Cet homme n’était pas la Lumière, mais il était là pour rendre témoignage à la Lumière.
Le Verbe était la vraie Lumière, qui éclaire tout homme en venant dans le monde.
Il était dans le monde, et le monde était venu par lui à l’existence, mais le monde ne l’a pas reconnu.
Il est venu chez lui, et les siens ne l’ont pas reçu.
Mais à tous ceux qui l’ont reçu, il a donné de pouvoir devenir enfants de Dieu, eux qui croient en son nom.
Ils ne sont pas nés du sang, ni d’une volonté charnelle, ni d’une volonté d’homme : ils sont nés de Dieu.
Et le Verbe s’est fait chair, il a habité parmi nous, et nous avons vu sa gloire, la gloire qu’il tient de son Père comme Fils unique, plein de grâce et de vérité.
Jean le Baptiste lui rend témoignage en proclamant : « C’est de lui que j’ai dit : Celui qui vient derrière moi est passé devant moi, car avant moi il était. »
Tous nous avons eu part à sa plénitude, nous avons reçu grâce après grâce ;
car la Loi fut donnée par Moïse, la grâce et la vérité sont venues par Jésus Christ.
Dieu, personne ne l’a jamais vu ; le Fils unique, lui qui est Dieu, lui qui est dans le sein du Père, c’est lui qui l’a fait connaître.

COMMENTAIRE

À Noël, bien peu de personnes demeurent insensibles à ce que cette fête peut évoquer avec son cortège de souvenirs familiaux, ses chants, ses lumières, et son histoire fantastique qui semble sortir tout droit d’un conte pour enfants : il était une fois une crèche à Bethléem…

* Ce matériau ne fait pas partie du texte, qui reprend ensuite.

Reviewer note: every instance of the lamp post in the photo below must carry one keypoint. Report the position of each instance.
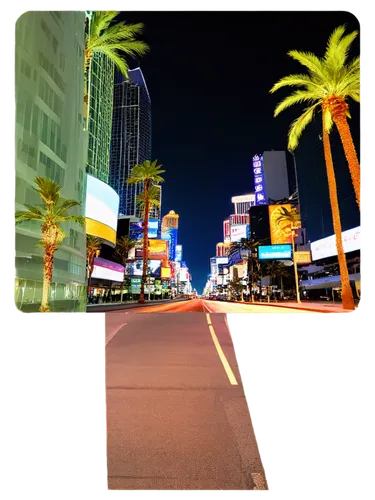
(295, 264)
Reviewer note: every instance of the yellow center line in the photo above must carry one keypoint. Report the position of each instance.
(223, 359)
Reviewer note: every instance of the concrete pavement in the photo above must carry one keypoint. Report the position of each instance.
(175, 420)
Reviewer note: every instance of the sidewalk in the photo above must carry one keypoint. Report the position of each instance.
(324, 307)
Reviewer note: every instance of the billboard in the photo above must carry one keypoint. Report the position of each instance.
(302, 257)
(170, 235)
(183, 274)
(136, 268)
(259, 188)
(239, 232)
(107, 270)
(281, 230)
(136, 229)
(221, 260)
(101, 210)
(275, 252)
(178, 256)
(157, 250)
(352, 239)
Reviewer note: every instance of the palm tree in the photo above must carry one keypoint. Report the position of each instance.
(146, 174)
(123, 246)
(277, 269)
(329, 83)
(93, 248)
(110, 41)
(53, 212)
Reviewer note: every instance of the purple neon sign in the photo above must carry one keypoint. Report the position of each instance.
(259, 188)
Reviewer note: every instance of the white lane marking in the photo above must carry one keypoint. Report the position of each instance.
(223, 359)
(110, 337)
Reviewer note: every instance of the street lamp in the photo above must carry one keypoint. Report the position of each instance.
(295, 263)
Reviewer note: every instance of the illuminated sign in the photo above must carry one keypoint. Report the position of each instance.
(302, 256)
(274, 252)
(221, 260)
(136, 268)
(107, 270)
(352, 239)
(101, 210)
(170, 235)
(157, 250)
(239, 232)
(246, 198)
(259, 188)
(136, 229)
(281, 229)
(178, 256)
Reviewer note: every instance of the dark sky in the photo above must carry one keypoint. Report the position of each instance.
(209, 75)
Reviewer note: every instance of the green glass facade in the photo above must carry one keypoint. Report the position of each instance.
(101, 81)
(49, 141)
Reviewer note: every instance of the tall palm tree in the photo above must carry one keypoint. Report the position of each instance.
(146, 174)
(111, 40)
(330, 81)
(123, 246)
(52, 212)
(93, 248)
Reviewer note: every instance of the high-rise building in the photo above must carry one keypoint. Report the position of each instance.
(243, 203)
(101, 81)
(49, 141)
(275, 174)
(131, 137)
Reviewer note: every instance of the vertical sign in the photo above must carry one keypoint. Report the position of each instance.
(259, 188)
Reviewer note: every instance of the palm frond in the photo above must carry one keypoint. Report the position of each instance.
(24, 216)
(310, 61)
(297, 97)
(117, 33)
(298, 80)
(299, 125)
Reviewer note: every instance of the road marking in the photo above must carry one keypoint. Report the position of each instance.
(225, 318)
(223, 359)
(110, 337)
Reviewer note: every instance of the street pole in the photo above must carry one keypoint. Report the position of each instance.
(295, 265)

Cette fête, comme aucune autre dans nos sociétés, a ce pouvoir de réveiller chez les gens une aspiration à la joie et au bonheur, et ce, même chez les non-croyants, les plus distants de notre foi. Noël a le don de mettre le doigt sur cette quête intérieure qui habite tout être humain: une quête de sens et de vérité, la soif d’un bonheur durable.

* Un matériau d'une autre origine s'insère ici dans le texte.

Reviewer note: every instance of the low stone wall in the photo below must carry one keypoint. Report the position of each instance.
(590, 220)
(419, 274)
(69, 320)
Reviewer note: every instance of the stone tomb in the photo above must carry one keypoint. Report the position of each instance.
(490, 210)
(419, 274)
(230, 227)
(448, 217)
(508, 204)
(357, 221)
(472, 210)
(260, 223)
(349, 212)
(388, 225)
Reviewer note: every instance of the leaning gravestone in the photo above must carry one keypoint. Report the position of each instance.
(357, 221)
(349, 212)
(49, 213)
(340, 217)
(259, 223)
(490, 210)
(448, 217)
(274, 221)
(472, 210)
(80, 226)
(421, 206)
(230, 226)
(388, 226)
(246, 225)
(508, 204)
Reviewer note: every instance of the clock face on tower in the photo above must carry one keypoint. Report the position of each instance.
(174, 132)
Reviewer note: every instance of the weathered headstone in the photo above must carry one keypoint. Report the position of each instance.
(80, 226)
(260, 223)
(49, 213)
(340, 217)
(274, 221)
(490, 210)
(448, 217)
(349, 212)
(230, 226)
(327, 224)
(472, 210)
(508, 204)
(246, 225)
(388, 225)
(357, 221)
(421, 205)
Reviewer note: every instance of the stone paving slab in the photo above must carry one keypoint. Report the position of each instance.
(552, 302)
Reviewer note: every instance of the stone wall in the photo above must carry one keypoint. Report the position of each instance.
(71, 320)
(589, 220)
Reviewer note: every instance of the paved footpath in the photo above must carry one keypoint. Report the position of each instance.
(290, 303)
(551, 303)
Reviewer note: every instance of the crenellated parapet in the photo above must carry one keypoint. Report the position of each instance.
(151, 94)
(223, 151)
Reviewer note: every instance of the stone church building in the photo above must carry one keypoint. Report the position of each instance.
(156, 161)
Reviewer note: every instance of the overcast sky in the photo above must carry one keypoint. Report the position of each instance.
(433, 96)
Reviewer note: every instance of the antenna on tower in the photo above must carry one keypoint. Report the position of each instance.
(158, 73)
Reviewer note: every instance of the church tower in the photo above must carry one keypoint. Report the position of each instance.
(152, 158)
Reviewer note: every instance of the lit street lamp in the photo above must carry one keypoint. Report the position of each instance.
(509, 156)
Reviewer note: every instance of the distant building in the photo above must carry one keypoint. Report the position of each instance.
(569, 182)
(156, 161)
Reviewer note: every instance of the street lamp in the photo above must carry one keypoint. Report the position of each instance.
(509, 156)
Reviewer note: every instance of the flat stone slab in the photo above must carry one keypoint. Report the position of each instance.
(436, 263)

Nous le savons, nous sommes sans cesse confrontés à la fragilité de nos existences, et à la fragilité de nos amours. Noël à travers l’enfant de la crèche évoque à la fois cette fragilité et représente en même temps l’aube d’une promesse inouïe qui se lève sur l’humanité. Tous les luminaires de cette fête qui décorent nos villes et nos villages ne sont en fait qu’un pâle reflet de ce soleil qui se lève sur notre monde, l’Emmanuel, Dieu avec nous. C’est Zacharie, le père de Jean Baptiste, qui le chante dans son cantique le Benedictus. Il dit de Jésus qu’il est venu « illuminer ceux qui habitent les ténèbres et l’ombre de la mort, pour conduire nos pas au chemin de la paix. »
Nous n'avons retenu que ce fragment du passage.